Der jugendliche Idealismus wird also frustriert und es kommt zu einem plumpen Antagonismus, der sich an der Frage „Wie sind Drachen zu zähmen?“ scheidet: Während die eine Seite auf das Band der Freundschaft zählt, setzt die andere auf die blendende Stärke des Willens. Dieser Konflikt wird notwendig in Schlachten ausgetragen, für die man sich großzügig beim Herrn der Ringe und anderen Spektakeln bedient hat (und weshalb Kinder diesen Film auch eher nur in erwachsener Begleitung sehen sollten). Das Schlachtengetümmel ist ebenso mitreißend animiert; für den dramatischen Heldentod aber verhallt es augenblicklich und wiederum noch effektvoller. Kann die denunzierte Willensstärke tatsächlich so schlimm sein, wenn sie uns den hysterischen Heroismus erspart, der im Reich von Freundschaft und Eintracht waltet?

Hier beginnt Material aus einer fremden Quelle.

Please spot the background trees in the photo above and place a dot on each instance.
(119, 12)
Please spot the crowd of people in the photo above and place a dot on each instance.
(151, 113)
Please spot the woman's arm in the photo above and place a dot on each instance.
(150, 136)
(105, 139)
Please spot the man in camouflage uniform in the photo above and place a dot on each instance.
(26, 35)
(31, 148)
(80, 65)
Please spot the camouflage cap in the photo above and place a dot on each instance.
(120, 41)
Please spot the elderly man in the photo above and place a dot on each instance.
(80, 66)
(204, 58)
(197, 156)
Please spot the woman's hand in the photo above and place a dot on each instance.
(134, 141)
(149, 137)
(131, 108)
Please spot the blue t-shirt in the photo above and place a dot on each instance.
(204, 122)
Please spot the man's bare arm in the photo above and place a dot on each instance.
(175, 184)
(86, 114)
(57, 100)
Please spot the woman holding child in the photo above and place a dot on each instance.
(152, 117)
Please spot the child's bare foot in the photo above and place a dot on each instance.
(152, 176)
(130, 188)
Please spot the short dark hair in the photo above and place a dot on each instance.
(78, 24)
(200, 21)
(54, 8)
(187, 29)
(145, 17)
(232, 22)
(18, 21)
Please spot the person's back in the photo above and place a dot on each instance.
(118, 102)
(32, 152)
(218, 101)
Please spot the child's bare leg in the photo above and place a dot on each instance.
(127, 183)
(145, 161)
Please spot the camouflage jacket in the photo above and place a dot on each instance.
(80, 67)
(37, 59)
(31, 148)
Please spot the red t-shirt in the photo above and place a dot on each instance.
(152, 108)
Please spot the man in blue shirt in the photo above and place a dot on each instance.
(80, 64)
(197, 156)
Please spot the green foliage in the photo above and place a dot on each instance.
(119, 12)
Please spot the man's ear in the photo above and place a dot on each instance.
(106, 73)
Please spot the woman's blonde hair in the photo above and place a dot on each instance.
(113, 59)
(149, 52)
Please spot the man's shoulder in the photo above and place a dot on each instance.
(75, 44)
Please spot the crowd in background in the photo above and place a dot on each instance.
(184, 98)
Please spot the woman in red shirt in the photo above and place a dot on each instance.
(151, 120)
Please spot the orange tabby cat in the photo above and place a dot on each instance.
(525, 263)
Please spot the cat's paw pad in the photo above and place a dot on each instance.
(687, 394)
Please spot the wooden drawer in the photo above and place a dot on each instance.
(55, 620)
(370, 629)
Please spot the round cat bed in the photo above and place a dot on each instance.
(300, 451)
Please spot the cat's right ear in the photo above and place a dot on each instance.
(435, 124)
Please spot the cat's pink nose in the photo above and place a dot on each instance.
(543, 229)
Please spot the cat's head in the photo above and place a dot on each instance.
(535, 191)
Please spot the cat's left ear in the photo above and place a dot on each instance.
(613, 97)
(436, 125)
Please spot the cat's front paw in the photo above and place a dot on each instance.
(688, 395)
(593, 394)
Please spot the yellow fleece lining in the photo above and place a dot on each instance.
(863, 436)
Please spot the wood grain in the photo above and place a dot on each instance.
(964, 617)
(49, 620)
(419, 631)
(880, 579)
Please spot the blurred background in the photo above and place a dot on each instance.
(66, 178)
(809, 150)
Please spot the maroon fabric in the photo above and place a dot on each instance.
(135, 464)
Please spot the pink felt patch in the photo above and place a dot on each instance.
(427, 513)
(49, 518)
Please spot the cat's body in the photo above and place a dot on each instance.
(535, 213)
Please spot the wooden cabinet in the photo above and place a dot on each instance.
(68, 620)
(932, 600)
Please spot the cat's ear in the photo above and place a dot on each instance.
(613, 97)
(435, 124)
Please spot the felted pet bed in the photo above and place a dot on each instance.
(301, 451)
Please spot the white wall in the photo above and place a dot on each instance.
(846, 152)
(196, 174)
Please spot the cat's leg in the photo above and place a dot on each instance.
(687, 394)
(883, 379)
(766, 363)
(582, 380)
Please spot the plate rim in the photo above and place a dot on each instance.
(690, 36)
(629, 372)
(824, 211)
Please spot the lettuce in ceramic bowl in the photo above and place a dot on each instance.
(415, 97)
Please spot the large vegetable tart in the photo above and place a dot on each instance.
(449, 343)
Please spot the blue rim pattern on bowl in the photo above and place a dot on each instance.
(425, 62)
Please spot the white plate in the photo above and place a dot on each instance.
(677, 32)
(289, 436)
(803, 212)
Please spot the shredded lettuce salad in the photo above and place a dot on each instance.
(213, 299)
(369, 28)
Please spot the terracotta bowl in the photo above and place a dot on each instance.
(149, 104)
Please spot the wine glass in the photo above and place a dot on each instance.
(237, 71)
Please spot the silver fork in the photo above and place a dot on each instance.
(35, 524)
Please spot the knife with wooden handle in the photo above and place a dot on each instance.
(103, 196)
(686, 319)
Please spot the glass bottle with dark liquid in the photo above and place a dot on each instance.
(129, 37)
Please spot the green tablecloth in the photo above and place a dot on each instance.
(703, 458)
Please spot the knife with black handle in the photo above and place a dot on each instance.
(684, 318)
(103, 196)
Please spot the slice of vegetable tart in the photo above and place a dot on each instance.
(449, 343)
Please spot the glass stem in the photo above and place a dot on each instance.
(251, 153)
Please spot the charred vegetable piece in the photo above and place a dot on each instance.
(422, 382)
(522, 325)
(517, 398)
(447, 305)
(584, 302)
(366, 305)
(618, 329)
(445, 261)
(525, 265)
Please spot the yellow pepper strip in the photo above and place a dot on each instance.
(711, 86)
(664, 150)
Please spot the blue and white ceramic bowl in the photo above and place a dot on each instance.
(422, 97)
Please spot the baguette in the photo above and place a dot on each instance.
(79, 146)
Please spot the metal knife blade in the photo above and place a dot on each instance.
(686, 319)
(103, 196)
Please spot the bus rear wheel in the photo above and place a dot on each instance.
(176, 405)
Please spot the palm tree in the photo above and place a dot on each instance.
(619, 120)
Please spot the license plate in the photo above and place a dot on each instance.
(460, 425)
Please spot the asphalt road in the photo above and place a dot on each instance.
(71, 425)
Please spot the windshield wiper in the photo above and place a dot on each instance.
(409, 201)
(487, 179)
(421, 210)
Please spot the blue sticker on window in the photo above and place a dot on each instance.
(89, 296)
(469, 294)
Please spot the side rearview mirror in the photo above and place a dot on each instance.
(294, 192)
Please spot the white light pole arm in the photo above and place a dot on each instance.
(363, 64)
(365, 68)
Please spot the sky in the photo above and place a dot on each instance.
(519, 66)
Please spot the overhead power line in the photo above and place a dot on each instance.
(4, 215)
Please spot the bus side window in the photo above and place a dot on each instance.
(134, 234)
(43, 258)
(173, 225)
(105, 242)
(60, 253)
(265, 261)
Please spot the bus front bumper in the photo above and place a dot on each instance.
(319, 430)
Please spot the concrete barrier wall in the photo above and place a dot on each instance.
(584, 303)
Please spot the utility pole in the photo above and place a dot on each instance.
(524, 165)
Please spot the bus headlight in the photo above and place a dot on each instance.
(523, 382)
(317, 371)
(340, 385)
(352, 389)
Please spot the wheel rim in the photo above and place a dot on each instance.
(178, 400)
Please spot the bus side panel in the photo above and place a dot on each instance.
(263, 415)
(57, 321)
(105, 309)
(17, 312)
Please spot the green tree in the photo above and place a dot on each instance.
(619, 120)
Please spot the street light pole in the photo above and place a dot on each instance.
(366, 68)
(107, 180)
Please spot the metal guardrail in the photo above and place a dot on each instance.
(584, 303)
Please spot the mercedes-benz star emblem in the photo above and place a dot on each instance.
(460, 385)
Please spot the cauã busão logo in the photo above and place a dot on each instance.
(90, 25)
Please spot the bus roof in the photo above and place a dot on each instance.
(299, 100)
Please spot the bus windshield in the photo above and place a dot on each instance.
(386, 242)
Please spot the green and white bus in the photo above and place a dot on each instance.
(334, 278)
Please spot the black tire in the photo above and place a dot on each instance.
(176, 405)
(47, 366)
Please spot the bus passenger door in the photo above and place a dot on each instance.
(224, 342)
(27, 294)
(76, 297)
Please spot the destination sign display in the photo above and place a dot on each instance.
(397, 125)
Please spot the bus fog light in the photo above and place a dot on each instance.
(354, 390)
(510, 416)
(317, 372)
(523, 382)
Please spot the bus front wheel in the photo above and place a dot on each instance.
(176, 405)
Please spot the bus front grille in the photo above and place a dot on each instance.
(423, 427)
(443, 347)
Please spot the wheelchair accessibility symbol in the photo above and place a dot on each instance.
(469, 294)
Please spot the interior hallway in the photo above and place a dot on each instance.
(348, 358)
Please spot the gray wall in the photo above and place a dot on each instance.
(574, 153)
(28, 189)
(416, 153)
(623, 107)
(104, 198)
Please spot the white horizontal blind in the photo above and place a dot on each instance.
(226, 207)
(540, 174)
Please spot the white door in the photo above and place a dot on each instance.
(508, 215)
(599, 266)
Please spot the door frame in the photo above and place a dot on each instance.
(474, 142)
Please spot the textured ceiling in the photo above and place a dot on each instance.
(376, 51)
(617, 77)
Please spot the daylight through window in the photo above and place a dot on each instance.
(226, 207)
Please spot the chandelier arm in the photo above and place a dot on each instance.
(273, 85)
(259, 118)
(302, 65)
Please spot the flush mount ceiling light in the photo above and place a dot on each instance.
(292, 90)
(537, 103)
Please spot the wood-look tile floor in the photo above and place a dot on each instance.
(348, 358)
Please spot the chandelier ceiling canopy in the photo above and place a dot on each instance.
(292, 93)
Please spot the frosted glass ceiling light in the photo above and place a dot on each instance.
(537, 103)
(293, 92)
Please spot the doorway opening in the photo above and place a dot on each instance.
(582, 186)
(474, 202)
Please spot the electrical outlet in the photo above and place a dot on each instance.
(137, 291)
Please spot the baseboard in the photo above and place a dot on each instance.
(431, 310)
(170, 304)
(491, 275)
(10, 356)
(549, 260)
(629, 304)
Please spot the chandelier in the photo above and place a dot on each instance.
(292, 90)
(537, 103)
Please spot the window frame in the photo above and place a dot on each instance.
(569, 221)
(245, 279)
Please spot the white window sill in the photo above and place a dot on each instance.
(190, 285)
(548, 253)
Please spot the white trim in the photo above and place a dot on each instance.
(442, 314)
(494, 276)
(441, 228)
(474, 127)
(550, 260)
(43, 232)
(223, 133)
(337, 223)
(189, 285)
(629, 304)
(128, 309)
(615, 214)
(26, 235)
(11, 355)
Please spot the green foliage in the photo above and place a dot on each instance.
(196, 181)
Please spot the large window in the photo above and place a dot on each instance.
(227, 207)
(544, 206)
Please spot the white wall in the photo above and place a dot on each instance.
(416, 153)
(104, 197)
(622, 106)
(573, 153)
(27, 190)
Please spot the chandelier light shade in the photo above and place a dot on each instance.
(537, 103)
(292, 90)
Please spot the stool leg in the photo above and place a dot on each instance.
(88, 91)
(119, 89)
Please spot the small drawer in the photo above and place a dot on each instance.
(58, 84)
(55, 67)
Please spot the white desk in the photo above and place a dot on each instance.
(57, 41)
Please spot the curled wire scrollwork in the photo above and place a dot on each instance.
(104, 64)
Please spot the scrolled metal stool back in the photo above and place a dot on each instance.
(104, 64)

Bis zu einem gewissen Punkt lässt sich in „Drachenzähmen leicht gemacht 2“ mit Spannung verfolgen, wie und ob das anfangs entworfene Geflecht wohl aufgelöst werden wird. Irgendwann beginnen sich Zitate als Klischees zu entblößen sowie das Potential der zunächst charmant präsentierten Nebenfiguren zu erschöpfen (wie jenes von Astrid, der Liebschaft Hicks’, die zuletzt doch nur aufgrund ihrer Kussfunktion in den Film integriert worden zu sein scheint), während die Auseinandersetzung der Hauptfiguren in ihrer blendend schönen Animation über die eigene Fragwürdigkeit hinwegtäuscht.